午後の休みに降りてきたRateeshさん。黄金の腕の持ち主。

ベテランシェフのThomasさんはインド帰省中とのこと。

 

上が3種類の本日のカレー。下がサンバルとラッサム。

ライスはバースマティー。右がバトゥーラー、上方が

パーパル。写真がうまくないので失礼。

 

コーヒーのネーミングは「マドラス・コーヒー」以外には

考えられない。器もカワイイ。

 

Information:

〒101-0052 千代田区神田小川町3-2古室ビル2階

予約・お問い合わせ:050-3697-2547(夜のみ予約可)

営業時間:11:00~15:30(L.O.15:00)、17:30~22:00(L.O.21:00)

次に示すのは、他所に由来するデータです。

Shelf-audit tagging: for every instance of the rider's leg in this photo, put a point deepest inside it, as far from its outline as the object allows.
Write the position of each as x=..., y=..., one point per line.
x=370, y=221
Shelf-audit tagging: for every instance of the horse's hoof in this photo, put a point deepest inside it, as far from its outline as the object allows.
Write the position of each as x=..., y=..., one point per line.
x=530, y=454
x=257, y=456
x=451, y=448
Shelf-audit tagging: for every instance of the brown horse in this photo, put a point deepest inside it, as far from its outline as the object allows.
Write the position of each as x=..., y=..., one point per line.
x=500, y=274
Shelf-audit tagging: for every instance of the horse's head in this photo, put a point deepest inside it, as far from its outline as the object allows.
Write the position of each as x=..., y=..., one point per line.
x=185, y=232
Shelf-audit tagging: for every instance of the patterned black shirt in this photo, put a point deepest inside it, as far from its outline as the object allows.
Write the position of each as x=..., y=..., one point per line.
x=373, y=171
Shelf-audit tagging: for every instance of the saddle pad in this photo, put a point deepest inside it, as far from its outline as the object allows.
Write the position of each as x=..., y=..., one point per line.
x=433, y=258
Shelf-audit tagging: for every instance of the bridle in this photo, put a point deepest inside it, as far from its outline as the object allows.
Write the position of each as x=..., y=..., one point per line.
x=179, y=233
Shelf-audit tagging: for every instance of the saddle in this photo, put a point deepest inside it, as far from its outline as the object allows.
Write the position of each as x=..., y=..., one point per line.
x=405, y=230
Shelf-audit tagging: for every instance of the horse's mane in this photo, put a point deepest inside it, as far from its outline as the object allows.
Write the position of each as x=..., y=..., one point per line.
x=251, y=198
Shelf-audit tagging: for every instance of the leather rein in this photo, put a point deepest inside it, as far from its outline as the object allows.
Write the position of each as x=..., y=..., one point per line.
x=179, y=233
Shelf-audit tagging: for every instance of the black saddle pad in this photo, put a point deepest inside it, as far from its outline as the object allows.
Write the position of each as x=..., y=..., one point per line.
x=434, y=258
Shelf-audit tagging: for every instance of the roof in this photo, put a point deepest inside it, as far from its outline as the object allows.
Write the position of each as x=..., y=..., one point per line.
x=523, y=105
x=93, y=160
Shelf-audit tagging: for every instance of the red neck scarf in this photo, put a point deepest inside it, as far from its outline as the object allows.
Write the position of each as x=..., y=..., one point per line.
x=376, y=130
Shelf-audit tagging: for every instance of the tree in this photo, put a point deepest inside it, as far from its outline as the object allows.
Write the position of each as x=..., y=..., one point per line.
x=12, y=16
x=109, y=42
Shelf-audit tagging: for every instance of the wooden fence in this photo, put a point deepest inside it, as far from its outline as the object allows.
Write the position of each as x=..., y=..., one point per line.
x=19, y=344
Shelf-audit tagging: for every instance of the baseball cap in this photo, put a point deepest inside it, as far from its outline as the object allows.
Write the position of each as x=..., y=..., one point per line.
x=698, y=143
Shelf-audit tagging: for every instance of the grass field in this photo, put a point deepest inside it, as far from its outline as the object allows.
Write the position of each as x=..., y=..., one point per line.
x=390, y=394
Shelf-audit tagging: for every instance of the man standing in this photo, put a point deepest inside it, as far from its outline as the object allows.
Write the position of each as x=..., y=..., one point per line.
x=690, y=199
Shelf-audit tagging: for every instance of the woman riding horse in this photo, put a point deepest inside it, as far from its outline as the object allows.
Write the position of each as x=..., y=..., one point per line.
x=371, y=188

定休日:月曜(その他臨時休業の場合あり、SNSにて告知)

支払方法:カード不可・電子マネー不可

ホームページ:https://santosham.tokyo/

 

宮本久義 略歴

1950年、東京浅草生まれ。早稲田大学大学院修士課程修了後、1978年より7年間バナーラス・ヒンドゥー大学大学院哲学研究科博士課程に留学。1985年、Ph.D.(哲学博士)取得。2005年~2015年、東洋大学文学部インド哲学科教授。現在、東洋大学大学院客員教授。